Karolina Kühn: Wenn man sich die Geschichte anschaut, gibt es verschiedene Punkte wie etwa die Vielfalt von Selbstbezeichnungen, die durchaus augenöffnend für manche Menschen sein können. Gerade, wenn vielleicht von rechter Seite immer wieder behauptet wird, dass „Queer-Sein doch eine Mode sei“ oder wenn auch in der aktuellen Diskussion um das Selbstbestimmungsgesetz für trans*, inter* und nicht binäre Personen immer wieder aufkommt, dass es das früher nicht gegeben habe… dann lohnt sich natürlich ein Blick in die Geschichte, um das Gegenteil wahrzunehmen. Wenn wir über Wandel oder erst einmal nur über Dazulernen oder Wissenserweiterung sprechen, dann müssen wir als Haus natürlich bei uns selbst anfangen: dass wir uns gemeinsam mit verschiedenen queeren Archiven und Gruppen mit der Geschichte beschäftigen, zusammenarbeiten und fortbilden. Auch ich habe bei dieser Ausstellung sehr viel dazugelernt. Es ist immer wichtig, erstmal zu schauen, wie man sich selbst weiterbilden kann.

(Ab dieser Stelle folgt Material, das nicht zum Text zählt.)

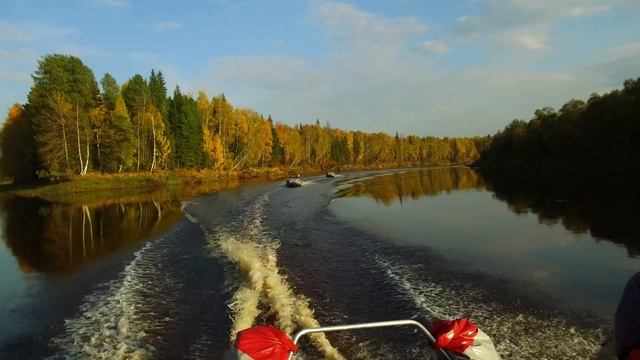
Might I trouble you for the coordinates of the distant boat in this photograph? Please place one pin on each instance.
(294, 182)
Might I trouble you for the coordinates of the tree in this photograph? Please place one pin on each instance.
(63, 93)
(137, 97)
(277, 152)
(19, 157)
(110, 90)
(185, 124)
(118, 140)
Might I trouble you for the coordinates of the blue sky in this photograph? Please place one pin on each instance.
(444, 68)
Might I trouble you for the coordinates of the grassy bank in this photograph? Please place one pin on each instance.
(96, 186)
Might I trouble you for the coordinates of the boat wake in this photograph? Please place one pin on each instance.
(261, 292)
(516, 334)
(120, 318)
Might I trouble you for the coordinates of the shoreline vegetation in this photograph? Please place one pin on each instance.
(103, 187)
(583, 147)
(75, 134)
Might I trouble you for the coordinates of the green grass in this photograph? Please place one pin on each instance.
(97, 187)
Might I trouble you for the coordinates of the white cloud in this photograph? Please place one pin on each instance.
(112, 3)
(437, 47)
(30, 32)
(373, 78)
(587, 10)
(166, 25)
(531, 42)
(520, 24)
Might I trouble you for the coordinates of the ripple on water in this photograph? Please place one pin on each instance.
(120, 318)
(517, 335)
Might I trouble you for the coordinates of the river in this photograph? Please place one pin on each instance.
(174, 274)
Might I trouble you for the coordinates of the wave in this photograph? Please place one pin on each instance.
(516, 335)
(263, 292)
(118, 319)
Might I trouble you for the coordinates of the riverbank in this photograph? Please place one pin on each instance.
(97, 186)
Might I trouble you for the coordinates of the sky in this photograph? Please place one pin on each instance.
(424, 67)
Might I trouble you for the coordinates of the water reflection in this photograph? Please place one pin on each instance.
(52, 237)
(604, 213)
(387, 189)
(45, 236)
(562, 243)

Ilona Holzmeier: Wir hatten in unserem Gästebuch letztens einen sehr schönen Eintrag. Da hat jemand geschrieben: „Selten habe ich mich in einer Ausstellung so gesehen gefühlt.“ Und das fand ich bezeichnend, weil in der Gesellschaft gesehen zu werden trägt ja sehr viel bei zum gesellschaftlichen Diskurs. Also einfach dieses Sichtbarmachen und Gesehenwerden, ich glaube das ist fundamental, um etwas voranzutreiben.

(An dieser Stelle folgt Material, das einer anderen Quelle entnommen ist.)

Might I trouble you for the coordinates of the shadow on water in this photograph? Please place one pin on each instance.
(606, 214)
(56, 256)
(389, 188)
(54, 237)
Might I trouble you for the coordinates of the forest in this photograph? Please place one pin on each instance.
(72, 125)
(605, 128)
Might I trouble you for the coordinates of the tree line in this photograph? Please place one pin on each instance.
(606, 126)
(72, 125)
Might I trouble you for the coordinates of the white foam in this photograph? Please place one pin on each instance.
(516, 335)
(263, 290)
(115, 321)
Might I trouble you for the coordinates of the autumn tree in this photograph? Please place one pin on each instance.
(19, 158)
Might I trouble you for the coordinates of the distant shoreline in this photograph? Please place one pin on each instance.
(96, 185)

Karolina Kühn: Ja, Gesehenwerden ohne „Ausgestellt zu werden“ – im Sinne von zur Schau gestellt werden. Es war uns auch sehr wichtig, dass dieses „To be seen“ über möglichst viele Selbstzeugnisse geschieht; dass wir deshalb auch verschiedene queere Künstler*innen und Aktivist*innen beteiligen, damit es eben nicht zu einer voyeuristischen Zurschaustellung kommt, sondern wirklich zu einem sensiblen Gesehenwerden, was ja manchmal eine feine Gradwanderung ist. Aber ich hoffe, es ist uns gut gelungen und solche Gästebucheinträge sind natürlich sehr schön zu lesen.
Wie war die Resonanz sonst bisher?
Ilona Holzmeier: Wir hatten vor allem auf Instagram überwältigend positive Resonanzen. Ich kann mich an nichts erinnern, was wirklich negativ war. Das hat mich persönlich sehr gefreut, weil das eine der ersten Ausstellungen ist, wo die Resonanz überhaupt so enorm ist. Dass es dann durchweg positiv ist, finde ich für meine Arbeit und für unser Haus sehr toll. Man merkt außerdem auch auf Social Media, dass unglaublich viele queere Communityvereinigungen aus ganz Deutschland angereist sind, um gemeinsam die Ausstellung zu besichtigen. Die haben da tatsächlich gegenseitig Termine vereinbart und Zeitpläne erstellt, damit sie die Ausstellung sehen können. Das war sehr interessant und spannend mitzuerleben.
Karolina Kühn: Auch in der traditionellen Presse wurde überwiegend positiv bis begeistert berichtet. Was mich sehr gefreut hat, war, dass sowohl lokale Zeitungen, aber auch solche Veröffentlichungsmedien wie queer.de mehrmals über die Ausstellung geschrieben haben. Das ist natürlich großartig, wenn auch von szeneninterner Seite so begeistert berichtet wird. Auch international, denn sogar die New York Times hat über die Ausstellung geschrieben. Es ist schön zu sehen, dass wir tatsächlich Menschen aus den USA erreichen können. Da kommt das Storytelling wieder zum Einsatz, denn die meisten Leute aus Amerika werden nicht extra wegen der Ausstellung nach Deutschland reisen, können jedoch auf das Storytelling zurückgreifen.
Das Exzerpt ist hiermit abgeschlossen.